C++ Design Patterns // keelz dev journal

Based on the following repository - cpp-design-patterns

Background

I was recently browing this repository on Github, and was inspired to do something similar. I hadn’t written C++ in over 2 years, since taking a course in GPU-Accelerated Computing. But, with my Masters starting in a few months, I decided to start looking in to Modern C++. I noticed this library had some interesting usage of static, and it was the first thing I wanted to investigate. I went down a rabbit hole of the static-initialization order, this video by The Cherno (I got through my course on OOP 5 years ago because of him!), and a hefty conversation with Gemini about Meyers Singleton and the Factory Creational Pattern.

Keeping these sources in mind, I had an idea for a project that played to my strengths. Having recently done an assignment on GPU matrix multiplication, I thought I’d make a similar library to libtransform.cc but just for matrix multiplication, and use more robust design patterns.
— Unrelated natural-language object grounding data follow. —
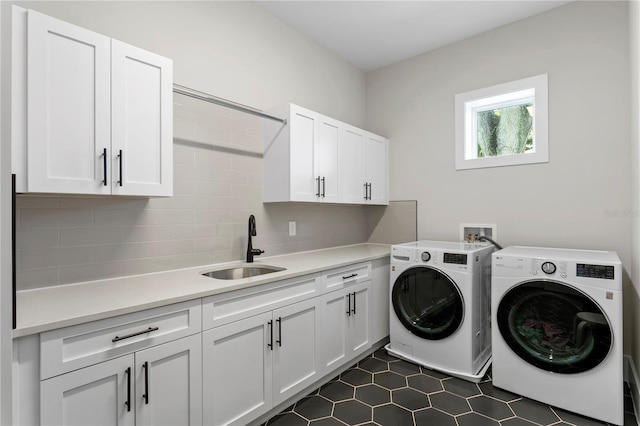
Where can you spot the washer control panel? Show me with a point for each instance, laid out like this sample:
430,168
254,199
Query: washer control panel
551,268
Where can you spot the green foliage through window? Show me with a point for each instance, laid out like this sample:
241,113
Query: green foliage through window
505,131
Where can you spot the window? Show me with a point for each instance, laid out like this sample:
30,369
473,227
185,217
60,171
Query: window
502,125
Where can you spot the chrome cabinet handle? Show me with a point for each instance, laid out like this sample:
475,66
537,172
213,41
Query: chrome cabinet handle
104,166
128,336
279,341
145,366
120,161
127,403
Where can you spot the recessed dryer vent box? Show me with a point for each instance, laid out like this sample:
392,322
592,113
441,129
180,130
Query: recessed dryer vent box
470,231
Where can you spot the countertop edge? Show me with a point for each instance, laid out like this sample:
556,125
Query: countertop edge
362,254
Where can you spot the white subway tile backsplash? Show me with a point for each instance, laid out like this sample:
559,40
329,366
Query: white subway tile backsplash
217,185
50,257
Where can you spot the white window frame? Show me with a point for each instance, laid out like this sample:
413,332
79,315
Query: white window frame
467,105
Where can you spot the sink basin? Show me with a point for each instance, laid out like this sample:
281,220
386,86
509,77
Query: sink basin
242,272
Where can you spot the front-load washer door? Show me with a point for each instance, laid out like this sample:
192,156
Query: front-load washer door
554,327
427,303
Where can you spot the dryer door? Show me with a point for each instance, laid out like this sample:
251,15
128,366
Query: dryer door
427,303
554,327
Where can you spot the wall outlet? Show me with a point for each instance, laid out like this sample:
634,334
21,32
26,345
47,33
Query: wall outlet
470,231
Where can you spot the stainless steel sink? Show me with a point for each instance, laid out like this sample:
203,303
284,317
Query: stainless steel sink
242,272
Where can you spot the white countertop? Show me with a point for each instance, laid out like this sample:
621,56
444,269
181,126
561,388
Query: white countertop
54,307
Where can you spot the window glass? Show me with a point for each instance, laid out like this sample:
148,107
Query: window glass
502,125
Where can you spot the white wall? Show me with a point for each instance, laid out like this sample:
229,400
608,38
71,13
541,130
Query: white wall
566,202
634,55
6,346
232,49
235,50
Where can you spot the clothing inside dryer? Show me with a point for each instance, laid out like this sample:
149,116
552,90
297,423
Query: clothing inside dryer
427,303
554,327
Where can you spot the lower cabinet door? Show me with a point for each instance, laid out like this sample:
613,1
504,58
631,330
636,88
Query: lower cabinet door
359,330
169,383
237,358
296,352
334,329
101,394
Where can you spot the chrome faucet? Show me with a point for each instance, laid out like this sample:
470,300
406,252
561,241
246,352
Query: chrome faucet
252,233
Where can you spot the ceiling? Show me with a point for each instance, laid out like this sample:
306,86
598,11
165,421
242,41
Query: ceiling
372,34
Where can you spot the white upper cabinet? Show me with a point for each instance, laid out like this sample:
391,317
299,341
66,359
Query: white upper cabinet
141,116
376,166
316,158
91,115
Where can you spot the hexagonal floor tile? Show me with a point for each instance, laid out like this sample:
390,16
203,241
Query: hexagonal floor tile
373,365
405,368
314,407
373,395
337,391
328,421
384,355
474,419
431,417
461,387
449,403
287,419
392,415
390,380
410,399
356,377
490,407
487,388
534,411
425,383
352,412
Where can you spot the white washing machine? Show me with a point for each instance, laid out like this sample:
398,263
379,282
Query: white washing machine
440,306
557,328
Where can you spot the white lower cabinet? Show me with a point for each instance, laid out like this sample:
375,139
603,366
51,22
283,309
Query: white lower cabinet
156,386
252,365
345,324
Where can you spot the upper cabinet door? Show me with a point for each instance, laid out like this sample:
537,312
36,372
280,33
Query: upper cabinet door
376,166
327,154
352,155
142,116
68,107
305,181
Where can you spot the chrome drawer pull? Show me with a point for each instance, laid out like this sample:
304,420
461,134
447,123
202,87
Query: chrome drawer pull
148,330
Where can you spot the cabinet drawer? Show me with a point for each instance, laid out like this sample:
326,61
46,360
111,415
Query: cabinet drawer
341,277
228,307
78,346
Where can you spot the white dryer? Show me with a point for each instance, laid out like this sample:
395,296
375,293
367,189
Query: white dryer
557,328
440,306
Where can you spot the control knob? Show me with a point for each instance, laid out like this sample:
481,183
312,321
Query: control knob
548,268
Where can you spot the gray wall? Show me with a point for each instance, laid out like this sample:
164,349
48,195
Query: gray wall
634,291
235,50
581,197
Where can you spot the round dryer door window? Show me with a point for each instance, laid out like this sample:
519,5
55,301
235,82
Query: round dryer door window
427,302
554,327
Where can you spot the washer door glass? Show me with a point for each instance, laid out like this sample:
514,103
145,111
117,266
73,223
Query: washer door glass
554,327
427,303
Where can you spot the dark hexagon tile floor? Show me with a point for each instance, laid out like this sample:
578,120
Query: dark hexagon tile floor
382,390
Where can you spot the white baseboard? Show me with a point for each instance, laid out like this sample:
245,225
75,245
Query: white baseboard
632,378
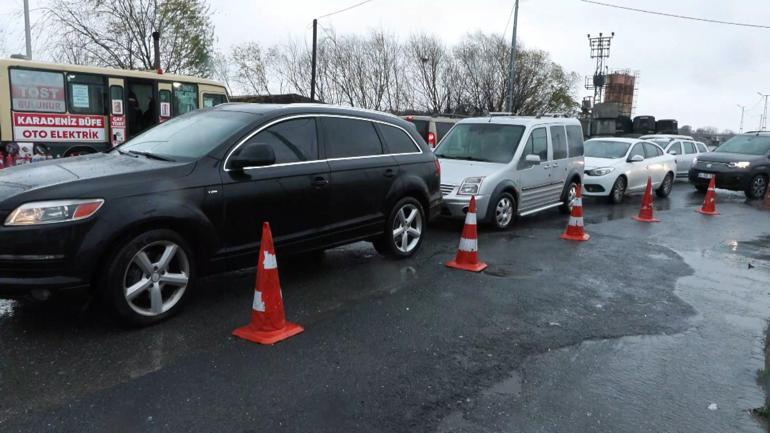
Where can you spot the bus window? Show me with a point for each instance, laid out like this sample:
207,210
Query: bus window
213,99
140,109
185,98
87,93
116,96
165,105
38,91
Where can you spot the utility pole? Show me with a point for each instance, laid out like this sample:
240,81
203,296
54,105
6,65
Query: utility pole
743,109
312,66
763,119
512,65
27,30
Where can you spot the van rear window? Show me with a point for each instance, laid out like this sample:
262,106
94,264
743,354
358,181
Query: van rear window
422,127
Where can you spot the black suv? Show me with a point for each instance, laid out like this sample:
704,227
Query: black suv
742,163
141,222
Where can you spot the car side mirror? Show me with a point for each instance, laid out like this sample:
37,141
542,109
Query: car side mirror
255,155
532,158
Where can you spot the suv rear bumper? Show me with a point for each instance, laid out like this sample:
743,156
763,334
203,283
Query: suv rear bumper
733,180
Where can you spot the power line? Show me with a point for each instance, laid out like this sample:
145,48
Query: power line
684,17
345,9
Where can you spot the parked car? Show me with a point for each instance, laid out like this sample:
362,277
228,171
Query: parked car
513,165
432,129
684,148
742,163
139,224
615,167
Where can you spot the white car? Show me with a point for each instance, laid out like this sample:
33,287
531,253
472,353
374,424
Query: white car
615,167
683,147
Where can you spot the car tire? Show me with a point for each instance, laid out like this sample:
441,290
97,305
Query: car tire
757,188
618,190
157,267
502,211
404,230
665,187
569,194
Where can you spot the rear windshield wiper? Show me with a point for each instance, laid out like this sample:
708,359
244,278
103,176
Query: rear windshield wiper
151,155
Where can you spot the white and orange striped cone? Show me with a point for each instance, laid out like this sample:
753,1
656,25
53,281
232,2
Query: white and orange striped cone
268,321
710,202
467,253
575,230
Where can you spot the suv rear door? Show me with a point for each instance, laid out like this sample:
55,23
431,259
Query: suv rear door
534,178
292,194
560,162
361,174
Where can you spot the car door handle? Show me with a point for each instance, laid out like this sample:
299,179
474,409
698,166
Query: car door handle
319,182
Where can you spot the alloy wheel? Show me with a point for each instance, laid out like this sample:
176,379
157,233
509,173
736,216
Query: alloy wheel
407,228
504,212
156,278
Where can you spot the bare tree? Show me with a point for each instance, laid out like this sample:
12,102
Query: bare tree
118,33
249,68
428,69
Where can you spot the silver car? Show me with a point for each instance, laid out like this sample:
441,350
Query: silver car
514,166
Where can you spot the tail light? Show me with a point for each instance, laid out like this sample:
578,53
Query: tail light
432,139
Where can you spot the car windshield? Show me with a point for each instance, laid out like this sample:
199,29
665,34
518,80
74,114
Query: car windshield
606,149
746,144
481,142
189,136
662,142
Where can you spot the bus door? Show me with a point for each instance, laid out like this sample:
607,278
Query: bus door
164,97
141,105
117,111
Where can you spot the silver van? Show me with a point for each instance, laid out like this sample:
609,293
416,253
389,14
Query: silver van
515,166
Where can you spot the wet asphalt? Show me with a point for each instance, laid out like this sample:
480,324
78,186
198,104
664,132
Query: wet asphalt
645,328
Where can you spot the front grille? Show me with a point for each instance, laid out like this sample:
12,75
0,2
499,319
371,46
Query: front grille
705,164
447,189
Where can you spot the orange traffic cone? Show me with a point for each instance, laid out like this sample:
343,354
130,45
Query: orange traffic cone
268,323
710,202
467,253
575,230
645,213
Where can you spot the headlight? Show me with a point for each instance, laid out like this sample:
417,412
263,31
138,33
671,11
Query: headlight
741,164
50,212
470,186
600,171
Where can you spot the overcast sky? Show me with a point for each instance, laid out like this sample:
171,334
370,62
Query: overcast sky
695,72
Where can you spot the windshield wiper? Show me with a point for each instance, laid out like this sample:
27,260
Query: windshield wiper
127,154
151,155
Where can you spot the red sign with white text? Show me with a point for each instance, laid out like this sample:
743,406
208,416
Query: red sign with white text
59,127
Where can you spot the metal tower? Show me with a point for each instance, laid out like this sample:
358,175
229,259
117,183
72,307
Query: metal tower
600,50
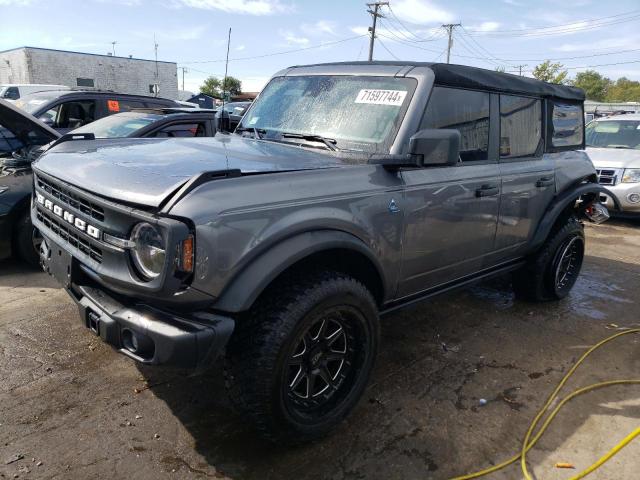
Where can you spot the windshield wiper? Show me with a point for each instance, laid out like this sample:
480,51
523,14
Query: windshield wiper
329,142
257,132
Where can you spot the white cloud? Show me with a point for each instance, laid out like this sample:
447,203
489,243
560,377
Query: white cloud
421,12
320,27
485,27
245,7
292,39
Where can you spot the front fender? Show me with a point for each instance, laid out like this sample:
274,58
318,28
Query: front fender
248,284
587,191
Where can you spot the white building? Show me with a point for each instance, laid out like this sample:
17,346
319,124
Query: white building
87,70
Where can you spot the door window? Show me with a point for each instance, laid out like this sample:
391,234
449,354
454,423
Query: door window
520,126
466,111
72,114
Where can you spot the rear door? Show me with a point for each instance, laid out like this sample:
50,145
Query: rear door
452,212
528,182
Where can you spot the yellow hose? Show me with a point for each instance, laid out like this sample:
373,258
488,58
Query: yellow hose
528,444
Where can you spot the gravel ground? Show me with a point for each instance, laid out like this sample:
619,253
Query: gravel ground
70,407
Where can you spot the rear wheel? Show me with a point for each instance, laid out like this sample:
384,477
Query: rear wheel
552,272
27,241
298,364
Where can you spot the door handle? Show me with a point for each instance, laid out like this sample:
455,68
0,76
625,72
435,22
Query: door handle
545,182
488,190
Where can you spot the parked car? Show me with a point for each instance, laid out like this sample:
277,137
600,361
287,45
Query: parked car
66,110
613,144
230,115
14,91
347,191
23,138
154,122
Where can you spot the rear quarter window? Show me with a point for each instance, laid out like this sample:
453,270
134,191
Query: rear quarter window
567,125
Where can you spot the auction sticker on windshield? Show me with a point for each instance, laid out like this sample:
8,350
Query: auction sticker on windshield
381,97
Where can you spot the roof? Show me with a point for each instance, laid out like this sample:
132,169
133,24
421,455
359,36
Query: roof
625,116
83,53
464,76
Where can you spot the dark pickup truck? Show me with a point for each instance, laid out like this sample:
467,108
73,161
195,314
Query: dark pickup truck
347,191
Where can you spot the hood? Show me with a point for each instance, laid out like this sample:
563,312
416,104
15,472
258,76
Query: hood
614,157
27,128
145,171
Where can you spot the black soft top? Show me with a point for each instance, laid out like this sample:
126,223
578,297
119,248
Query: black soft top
463,76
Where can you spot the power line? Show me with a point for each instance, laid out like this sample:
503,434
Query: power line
449,27
388,51
543,33
418,39
551,27
375,14
284,52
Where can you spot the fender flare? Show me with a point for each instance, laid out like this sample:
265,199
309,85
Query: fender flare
250,282
561,203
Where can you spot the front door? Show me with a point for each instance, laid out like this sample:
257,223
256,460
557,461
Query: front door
528,182
451,213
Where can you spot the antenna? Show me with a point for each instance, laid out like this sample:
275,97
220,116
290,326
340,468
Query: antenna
224,81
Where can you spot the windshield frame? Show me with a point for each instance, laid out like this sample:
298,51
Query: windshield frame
593,125
385,146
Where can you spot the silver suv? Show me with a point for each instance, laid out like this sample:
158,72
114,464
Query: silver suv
613,144
346,192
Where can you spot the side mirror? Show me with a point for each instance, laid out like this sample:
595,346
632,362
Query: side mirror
222,121
436,146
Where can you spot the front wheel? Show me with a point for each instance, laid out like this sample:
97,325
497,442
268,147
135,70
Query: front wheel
301,360
552,272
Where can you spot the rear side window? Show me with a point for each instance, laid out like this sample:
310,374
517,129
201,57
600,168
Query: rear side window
520,126
11,93
568,125
466,111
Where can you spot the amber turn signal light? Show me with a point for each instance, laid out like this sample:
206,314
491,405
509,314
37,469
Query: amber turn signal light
186,262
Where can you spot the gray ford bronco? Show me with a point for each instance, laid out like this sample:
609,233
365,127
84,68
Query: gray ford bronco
347,191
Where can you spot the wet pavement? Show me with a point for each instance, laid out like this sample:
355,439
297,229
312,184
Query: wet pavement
73,408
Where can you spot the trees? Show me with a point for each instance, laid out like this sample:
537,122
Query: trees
595,86
624,90
213,86
551,72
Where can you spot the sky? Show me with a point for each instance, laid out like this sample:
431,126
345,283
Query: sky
268,35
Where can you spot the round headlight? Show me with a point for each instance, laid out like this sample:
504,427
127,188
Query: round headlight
149,253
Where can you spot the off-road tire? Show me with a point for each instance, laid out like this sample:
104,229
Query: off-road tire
23,241
258,354
537,280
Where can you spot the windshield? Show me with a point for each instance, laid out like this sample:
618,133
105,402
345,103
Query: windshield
119,125
614,134
35,101
360,113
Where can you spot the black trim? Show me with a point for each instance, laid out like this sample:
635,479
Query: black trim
193,183
411,300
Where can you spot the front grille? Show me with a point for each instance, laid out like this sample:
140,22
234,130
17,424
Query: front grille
71,199
608,176
68,234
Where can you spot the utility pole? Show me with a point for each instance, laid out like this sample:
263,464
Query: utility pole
184,69
450,27
376,6
157,85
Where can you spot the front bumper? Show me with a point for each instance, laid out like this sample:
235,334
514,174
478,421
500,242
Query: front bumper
145,333
622,191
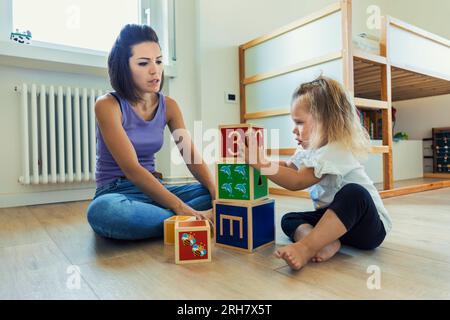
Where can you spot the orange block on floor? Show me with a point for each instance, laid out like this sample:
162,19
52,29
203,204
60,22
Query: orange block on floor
192,241
169,227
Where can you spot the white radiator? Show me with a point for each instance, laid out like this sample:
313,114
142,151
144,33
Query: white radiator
58,134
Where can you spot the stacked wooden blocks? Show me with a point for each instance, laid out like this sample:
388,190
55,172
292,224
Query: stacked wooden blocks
244,216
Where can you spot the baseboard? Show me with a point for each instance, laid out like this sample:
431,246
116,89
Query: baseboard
35,198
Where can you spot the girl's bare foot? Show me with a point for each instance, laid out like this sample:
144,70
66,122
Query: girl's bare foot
327,252
296,255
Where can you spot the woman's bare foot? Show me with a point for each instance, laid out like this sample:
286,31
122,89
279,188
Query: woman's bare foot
327,252
296,255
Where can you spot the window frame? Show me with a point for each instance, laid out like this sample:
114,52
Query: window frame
79,59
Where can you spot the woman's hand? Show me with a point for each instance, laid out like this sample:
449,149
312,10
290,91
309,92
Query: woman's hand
207,215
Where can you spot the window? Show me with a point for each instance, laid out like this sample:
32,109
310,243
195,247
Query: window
88,24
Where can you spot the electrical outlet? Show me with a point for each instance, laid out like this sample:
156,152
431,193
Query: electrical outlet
230,97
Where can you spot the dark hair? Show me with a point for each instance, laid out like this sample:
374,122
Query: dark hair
118,59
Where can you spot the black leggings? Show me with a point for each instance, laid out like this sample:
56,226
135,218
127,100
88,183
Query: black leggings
354,206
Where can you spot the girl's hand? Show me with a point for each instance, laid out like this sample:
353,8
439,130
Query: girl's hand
251,152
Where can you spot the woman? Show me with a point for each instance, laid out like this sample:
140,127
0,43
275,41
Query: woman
130,201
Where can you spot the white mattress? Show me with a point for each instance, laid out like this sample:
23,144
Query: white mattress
367,43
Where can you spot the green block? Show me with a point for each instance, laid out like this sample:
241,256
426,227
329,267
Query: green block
240,182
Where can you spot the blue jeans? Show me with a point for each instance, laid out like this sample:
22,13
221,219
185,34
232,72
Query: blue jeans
120,210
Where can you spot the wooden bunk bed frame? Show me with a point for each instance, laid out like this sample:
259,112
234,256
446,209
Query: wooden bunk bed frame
375,81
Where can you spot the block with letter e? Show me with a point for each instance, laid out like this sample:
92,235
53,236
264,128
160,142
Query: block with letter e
244,226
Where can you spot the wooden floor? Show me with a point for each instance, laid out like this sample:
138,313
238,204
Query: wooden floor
39,243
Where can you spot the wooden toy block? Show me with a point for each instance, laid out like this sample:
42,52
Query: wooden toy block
192,241
244,227
169,227
232,135
240,182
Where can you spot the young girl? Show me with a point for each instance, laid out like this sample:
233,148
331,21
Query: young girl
348,207
130,201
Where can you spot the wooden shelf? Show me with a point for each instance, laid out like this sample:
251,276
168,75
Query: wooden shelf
437,175
370,104
406,84
291,151
403,187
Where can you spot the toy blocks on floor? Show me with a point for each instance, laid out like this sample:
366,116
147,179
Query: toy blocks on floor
244,226
240,182
192,241
169,227
233,135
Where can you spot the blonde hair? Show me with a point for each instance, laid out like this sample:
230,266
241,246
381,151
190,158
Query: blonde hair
335,115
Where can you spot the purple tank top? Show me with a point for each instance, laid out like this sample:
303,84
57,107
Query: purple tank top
146,136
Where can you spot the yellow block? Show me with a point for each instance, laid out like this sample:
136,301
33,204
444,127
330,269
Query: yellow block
169,227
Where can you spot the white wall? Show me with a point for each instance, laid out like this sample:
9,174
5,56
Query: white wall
208,35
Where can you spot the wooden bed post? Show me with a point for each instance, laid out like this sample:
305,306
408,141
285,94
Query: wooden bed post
241,83
386,95
347,54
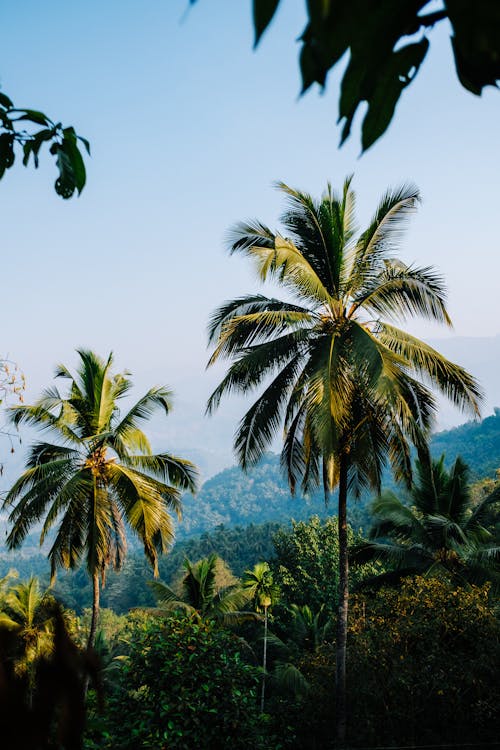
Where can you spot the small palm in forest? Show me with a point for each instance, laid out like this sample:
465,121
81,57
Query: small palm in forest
201,594
98,477
28,613
331,362
436,529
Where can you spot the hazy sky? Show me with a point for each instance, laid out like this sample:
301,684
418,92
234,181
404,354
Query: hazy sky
189,128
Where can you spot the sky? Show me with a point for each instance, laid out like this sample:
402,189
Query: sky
189,128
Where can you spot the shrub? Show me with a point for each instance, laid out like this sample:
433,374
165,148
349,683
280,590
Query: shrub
184,684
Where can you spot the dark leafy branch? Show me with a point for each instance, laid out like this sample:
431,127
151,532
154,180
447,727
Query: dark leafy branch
387,43
18,128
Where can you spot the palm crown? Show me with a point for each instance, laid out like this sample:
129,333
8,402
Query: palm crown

One key thing I noticed was that although it featured a Singleton pattern, it wasn’t enforced by deleting the constructor and assignment operator, but it also allocated memory for the object, manually assigned it using an init() function, and did not delete it.

This was touched upon in The Cherno’s video, about how good it is to have an explicit starting and ending point for the object. At first I didn’t really understand what the issue was with the Meyers Singleton, and since I’m writing this in hindsight, the resulting library I made is an over-engineered mess, but I think that it’s good that I learned about this early in my journey.

Anyways, if you’re new to C++ as well, this might not make too much sense right now, and if you’re an experienced C++ dev, you probably know exactly what I mean, but regardless, I’ll explain in more detail soon.

Definitions

I’ll give some definitions of some terms I’ll be using throughout just in case anyone is unfamiliar with them.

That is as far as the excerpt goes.